See things from your patients’ perspective to effectively build trust and differentiate your brand.
In an industry that seems increasingly driven by dollars and cents, tight timelines, and shrinking budgets, taking time to be truly empathetic with the individuals you serve may feel like an unaffordable luxury. Investing time and emotion into understanding what patients and families are experiencing may take an emotional toll, whether you are a clinician, medical professional, or healthcare marketer. It may also present challenges that can seem insurmountable when you are removed from the point of care yet held accountable for the patient experience.
Still, empathy is a key component in today’s marketing industry, attracting audiences and inspiring customers. According to a study published in the Journal of Consumer Marketing titled “Understanding the Power of Hope and Empathy in Healthcare Marketing,” expert testimonials strengthened the persuasive nature of hope-based appeals to audiences. In contrast, testimonial messages from patients were not as effective as hope-based appeals.

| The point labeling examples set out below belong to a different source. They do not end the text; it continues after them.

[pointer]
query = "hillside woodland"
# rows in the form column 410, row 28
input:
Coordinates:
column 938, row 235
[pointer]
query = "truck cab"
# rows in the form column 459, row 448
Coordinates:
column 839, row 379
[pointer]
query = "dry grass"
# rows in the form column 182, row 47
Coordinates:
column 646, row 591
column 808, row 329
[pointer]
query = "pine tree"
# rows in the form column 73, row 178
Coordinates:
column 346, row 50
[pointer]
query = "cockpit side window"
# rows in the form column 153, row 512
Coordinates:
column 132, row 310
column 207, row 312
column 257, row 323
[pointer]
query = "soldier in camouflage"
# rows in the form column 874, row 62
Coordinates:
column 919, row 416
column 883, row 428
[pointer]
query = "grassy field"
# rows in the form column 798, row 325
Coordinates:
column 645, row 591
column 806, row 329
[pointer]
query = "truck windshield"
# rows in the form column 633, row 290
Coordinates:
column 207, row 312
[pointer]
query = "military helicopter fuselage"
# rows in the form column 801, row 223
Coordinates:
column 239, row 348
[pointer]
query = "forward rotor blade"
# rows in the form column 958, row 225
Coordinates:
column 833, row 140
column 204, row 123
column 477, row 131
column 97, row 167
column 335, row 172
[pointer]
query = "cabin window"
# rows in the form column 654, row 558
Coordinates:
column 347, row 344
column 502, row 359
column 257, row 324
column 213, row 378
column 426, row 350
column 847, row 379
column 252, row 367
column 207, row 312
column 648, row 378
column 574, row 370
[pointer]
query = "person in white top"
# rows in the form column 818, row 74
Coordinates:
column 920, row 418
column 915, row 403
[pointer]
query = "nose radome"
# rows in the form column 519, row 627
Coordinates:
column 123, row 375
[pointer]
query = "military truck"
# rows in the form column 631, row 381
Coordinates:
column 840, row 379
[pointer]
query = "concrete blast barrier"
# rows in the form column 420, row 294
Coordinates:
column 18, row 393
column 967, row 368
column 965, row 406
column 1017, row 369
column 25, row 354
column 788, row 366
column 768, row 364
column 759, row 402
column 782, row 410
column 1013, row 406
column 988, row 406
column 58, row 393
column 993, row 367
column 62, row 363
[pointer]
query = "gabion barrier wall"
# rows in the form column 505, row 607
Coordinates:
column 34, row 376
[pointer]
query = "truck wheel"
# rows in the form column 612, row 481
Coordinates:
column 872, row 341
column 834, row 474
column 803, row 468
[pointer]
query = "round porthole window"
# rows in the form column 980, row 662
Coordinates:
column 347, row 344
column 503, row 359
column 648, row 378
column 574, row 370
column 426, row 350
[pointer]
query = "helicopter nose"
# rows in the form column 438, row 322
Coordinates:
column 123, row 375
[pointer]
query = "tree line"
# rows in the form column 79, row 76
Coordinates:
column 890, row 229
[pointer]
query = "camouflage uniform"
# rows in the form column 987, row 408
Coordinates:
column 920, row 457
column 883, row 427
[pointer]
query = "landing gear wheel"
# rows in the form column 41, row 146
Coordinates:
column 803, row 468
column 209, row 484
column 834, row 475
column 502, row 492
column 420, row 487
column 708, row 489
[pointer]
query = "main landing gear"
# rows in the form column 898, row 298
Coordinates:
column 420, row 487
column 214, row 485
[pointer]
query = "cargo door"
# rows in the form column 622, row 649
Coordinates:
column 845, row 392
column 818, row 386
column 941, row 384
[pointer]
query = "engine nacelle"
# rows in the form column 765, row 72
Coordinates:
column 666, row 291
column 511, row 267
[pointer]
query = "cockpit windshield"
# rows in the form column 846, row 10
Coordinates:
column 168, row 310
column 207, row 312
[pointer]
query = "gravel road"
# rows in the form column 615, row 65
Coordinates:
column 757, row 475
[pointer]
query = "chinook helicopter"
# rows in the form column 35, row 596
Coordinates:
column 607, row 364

This compassionate approach is especially critical in healthcare, where the audience has a natural aversion to the clinical services offered and often feels at their most vulnerable when interacting with your organization. This was a “Eureka moment” yielded by a recent consumer segmentation study conducted by Novant Health, and the discovery inspired the marketing team to implement strategies to educate physicians around enhancing the patient experience.
Empathy is a quality that enables a person to understand what another person may be feeling or experiencing. It is a skill that can be learned, polished, and perfected.
To increase your personal ability to be empathetic and guide physicians and other colleagues on ways to demonstrate compassion, start by being more observant of others during conversations. Note how body language and facial expressions shift according to the situation. Take time to talk with family, friends, and coworkers and listen when they describe scenarios that have had an emotional impact on them. Test your skills by asking people with whom you are close if your reading of their particular experience is accurate.
Communication is also essential in fostering trust. According to this Forbes article, “Patients long for information and communication throughout their medical journeys. They want to receive attention and proper treatment for their conditions. There also want to be informed of what to expect every step of the way.”
How Empathy Can Enhance a Business
Patient Leader Network WEGO Health outlines ways that empathy can inspire patients and boost your company’s bottom line, including:
- Improved patient outcomes. Studies indicate that patients experience fewer complications when cared for by empathetic providers.
- Better compliance. Patients who feel connected to and trust their providers are more likely to adhere to recommendations, such as taking medications as prescribed and following healthful lifestyle behaviors.
- Improved satisfaction from patients. When you make patients feel like individuals instead of numbers on a waiting list, they are more likely to trust your organization and recommend your services to friends and family.